Wednesday, May 28, 2008

A six-hat trip


Hat No. 6 during UK trip
Originally uploaded by Suzie Rozie.


If I had any consistency, I would knit hats every time I traveled and then give every trip a hat rating. Our tour of the U.K. would be a six-hat (plus one headband) tour. This was the sixth and last hat I knitted while we were gone.

I don't ever remember knitting a hat before this year, and I think I fell into doing it because it seemed to be a good way to try some stitch variations, using a quick project; and, besides that, it was knitting, and knitting is comforting to me. Last year, I made a few belts and scarfs, but somehow, that wasn't as satisfying. I guess I'm a hat person.

Donna and I knitted daily while I was visiting in the Philippines, and I made three or four baby hats there. I don't think that's a fair measure of the hat-rating for that trip, though, because we knitted a bunch of other things as well.

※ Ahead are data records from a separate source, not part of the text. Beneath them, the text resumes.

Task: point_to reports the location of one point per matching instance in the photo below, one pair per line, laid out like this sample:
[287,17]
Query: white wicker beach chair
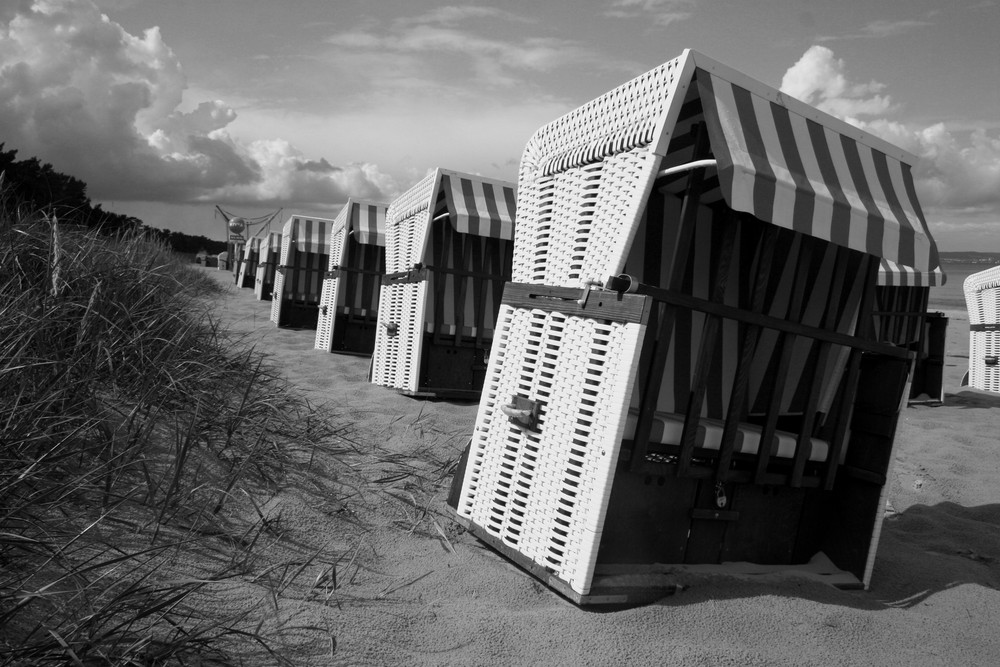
[901,318]
[263,279]
[236,259]
[448,255]
[348,309]
[982,298]
[684,370]
[249,261]
[298,280]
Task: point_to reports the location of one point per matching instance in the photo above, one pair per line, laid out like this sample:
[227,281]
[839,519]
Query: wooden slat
[663,331]
[601,305]
[738,396]
[710,338]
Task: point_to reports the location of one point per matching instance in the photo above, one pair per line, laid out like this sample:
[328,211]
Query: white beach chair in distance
[263,280]
[449,243]
[348,309]
[298,280]
[982,298]
[249,261]
[684,372]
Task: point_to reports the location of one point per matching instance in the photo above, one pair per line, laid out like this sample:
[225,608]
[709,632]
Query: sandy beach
[430,594]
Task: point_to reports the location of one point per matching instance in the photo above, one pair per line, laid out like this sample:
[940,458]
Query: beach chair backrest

This hat formula or recipe is of my own devising. I thought I'd like something with a bunch of crown room, and this recipe gives it because the decreases, when they begin to happen, happen every 10 stitches, so the decreasing happens fast. Many hat patterns decrease 6, plus or minus, stitches every other round at the crown; but with 140 stitches to begin with, this one decreases 14 stitches every other round. To compensate, you knit more rows (inches) before you start the decreases, and the result is that you end up with a nice, comfy (and not quite so hair-flattening) crown.

The basic recipe for this hat is simple.
- Find your gauge for the needles and yarn you want to use, and make it divisible by 4 for K2, P2 ribbing.

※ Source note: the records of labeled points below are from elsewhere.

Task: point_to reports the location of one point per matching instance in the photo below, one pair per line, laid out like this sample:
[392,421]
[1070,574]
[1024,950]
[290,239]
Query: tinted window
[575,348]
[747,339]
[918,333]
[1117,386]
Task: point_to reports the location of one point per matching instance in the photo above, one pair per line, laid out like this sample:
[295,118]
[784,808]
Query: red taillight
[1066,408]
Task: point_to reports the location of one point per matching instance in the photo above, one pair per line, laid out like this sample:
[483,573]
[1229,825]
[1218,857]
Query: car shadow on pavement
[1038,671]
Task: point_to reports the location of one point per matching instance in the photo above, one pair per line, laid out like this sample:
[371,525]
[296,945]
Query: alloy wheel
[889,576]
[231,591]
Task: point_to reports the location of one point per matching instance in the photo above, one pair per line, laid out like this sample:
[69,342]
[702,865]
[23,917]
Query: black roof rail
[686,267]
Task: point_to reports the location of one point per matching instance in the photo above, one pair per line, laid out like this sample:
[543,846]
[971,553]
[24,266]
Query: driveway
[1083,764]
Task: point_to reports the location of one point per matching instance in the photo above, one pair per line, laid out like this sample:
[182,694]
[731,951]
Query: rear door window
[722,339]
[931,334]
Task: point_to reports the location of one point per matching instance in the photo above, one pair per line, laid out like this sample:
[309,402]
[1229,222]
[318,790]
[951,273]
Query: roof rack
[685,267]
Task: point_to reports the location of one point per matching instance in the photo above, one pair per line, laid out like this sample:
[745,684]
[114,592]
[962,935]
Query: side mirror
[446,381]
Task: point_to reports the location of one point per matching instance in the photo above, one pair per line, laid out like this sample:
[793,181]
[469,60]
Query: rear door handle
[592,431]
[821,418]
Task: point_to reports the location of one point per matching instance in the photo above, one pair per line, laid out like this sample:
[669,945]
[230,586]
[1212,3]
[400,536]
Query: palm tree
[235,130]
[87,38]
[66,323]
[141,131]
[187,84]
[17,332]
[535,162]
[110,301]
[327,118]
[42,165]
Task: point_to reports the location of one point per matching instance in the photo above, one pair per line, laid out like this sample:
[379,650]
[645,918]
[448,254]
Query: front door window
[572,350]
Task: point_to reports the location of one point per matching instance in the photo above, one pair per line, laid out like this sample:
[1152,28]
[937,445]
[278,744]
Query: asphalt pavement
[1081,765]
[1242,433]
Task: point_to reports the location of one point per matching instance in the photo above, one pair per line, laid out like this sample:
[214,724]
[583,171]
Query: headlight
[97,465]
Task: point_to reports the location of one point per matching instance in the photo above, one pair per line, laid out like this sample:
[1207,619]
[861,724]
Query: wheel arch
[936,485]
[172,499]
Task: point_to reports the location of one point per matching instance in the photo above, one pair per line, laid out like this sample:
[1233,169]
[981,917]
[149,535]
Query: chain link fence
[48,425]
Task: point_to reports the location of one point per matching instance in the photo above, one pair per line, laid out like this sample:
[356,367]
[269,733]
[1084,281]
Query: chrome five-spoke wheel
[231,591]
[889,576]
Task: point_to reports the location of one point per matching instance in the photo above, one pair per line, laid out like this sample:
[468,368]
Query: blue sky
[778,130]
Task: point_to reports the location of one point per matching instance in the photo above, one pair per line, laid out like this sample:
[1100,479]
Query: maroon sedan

- After the ribbing, increase 30 to 40 percent (unlike a tam which is generally increased 50 percent), and adjust the count so it's divisible by 10. Use whatever pattern you devise for the 10 stitches.

- Knit to within an inch or so of where you need to close the top of the hat, and then K2tog every 10 (for the first row) 14 times. Work the next round in whatever stitch pattern you've chosen.

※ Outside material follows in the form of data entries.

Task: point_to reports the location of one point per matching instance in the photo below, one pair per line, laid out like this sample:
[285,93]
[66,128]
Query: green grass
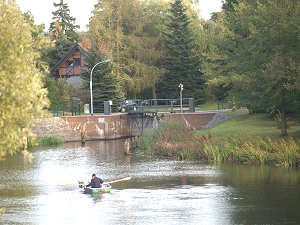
[245,138]
[262,125]
[212,105]
[49,140]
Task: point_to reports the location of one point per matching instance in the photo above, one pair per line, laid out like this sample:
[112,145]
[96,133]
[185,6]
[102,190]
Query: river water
[45,190]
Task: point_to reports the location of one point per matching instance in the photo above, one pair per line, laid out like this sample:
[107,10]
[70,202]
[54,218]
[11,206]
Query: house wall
[195,121]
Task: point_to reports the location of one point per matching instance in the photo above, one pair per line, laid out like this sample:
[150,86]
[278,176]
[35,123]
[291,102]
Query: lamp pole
[91,83]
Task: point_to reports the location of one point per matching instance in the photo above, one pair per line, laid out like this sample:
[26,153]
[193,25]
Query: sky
[81,10]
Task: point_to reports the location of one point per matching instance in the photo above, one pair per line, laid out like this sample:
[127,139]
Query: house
[70,66]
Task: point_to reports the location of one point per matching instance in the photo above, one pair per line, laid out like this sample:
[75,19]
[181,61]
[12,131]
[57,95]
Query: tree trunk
[154,95]
[283,121]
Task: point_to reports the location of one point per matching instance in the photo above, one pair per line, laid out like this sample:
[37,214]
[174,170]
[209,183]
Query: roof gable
[67,55]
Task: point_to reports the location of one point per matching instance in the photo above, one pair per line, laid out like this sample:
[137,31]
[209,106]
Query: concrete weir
[124,125]
[114,126]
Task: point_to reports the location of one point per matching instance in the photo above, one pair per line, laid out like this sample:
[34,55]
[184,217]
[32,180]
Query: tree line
[246,54]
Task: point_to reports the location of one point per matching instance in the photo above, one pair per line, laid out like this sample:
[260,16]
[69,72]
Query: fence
[66,110]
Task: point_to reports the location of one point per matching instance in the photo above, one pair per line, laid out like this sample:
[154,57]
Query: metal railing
[158,105]
[66,110]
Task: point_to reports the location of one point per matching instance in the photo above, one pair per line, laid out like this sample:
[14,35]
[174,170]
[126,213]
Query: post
[180,101]
[91,83]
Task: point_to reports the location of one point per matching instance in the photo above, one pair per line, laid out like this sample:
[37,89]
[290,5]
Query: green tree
[262,39]
[105,83]
[22,96]
[58,91]
[63,24]
[182,61]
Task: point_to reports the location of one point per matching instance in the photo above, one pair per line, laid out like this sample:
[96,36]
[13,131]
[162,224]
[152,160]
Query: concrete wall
[195,121]
[116,126]
[100,126]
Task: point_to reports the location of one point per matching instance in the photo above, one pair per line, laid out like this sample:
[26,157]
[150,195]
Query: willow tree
[182,61]
[22,96]
[119,26]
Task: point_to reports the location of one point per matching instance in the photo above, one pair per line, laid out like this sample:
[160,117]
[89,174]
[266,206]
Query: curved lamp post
[91,83]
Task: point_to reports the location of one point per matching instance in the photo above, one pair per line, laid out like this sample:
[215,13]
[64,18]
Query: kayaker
[96,182]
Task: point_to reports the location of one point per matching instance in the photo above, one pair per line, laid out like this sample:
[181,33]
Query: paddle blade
[114,181]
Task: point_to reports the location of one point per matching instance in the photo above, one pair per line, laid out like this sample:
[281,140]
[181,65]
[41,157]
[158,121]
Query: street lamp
[91,83]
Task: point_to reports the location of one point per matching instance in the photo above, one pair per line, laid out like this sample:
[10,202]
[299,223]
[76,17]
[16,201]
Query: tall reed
[173,139]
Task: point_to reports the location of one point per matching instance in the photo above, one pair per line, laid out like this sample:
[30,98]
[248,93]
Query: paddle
[114,181]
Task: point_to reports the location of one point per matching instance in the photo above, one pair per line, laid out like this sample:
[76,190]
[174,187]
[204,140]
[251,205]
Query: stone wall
[100,126]
[55,126]
[115,126]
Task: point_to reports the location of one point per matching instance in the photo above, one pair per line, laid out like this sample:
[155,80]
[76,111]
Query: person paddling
[96,182]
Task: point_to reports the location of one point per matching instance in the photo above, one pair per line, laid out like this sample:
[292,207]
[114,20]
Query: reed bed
[173,139]
[49,140]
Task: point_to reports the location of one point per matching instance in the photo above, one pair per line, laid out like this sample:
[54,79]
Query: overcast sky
[81,10]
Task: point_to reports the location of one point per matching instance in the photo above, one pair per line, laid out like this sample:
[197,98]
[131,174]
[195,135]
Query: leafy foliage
[106,85]
[182,61]
[257,53]
[22,96]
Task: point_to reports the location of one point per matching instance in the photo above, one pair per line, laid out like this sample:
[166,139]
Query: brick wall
[100,127]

- Continue the decreases, knitting one less stitch before decreasing every time, until you have only a few stitches remaining on two needles. Knit them up (and decrease a few more, if necessary) into an I-cord to close the top, making sufficient I-cord to twist into a button (or more if you want something other than a button), and then bind off.

- Weave in the ends and do whatever you want with the I-cord closure.

- Done!
I find the picture of the hat is interesting. I stood against a light peach-gold wall in the hallway and Lauren took the picture, using flash. My glasses look really thick, which they aren't. But if you look closely, you can see where the flash caught something of Lauren's image in the lenses.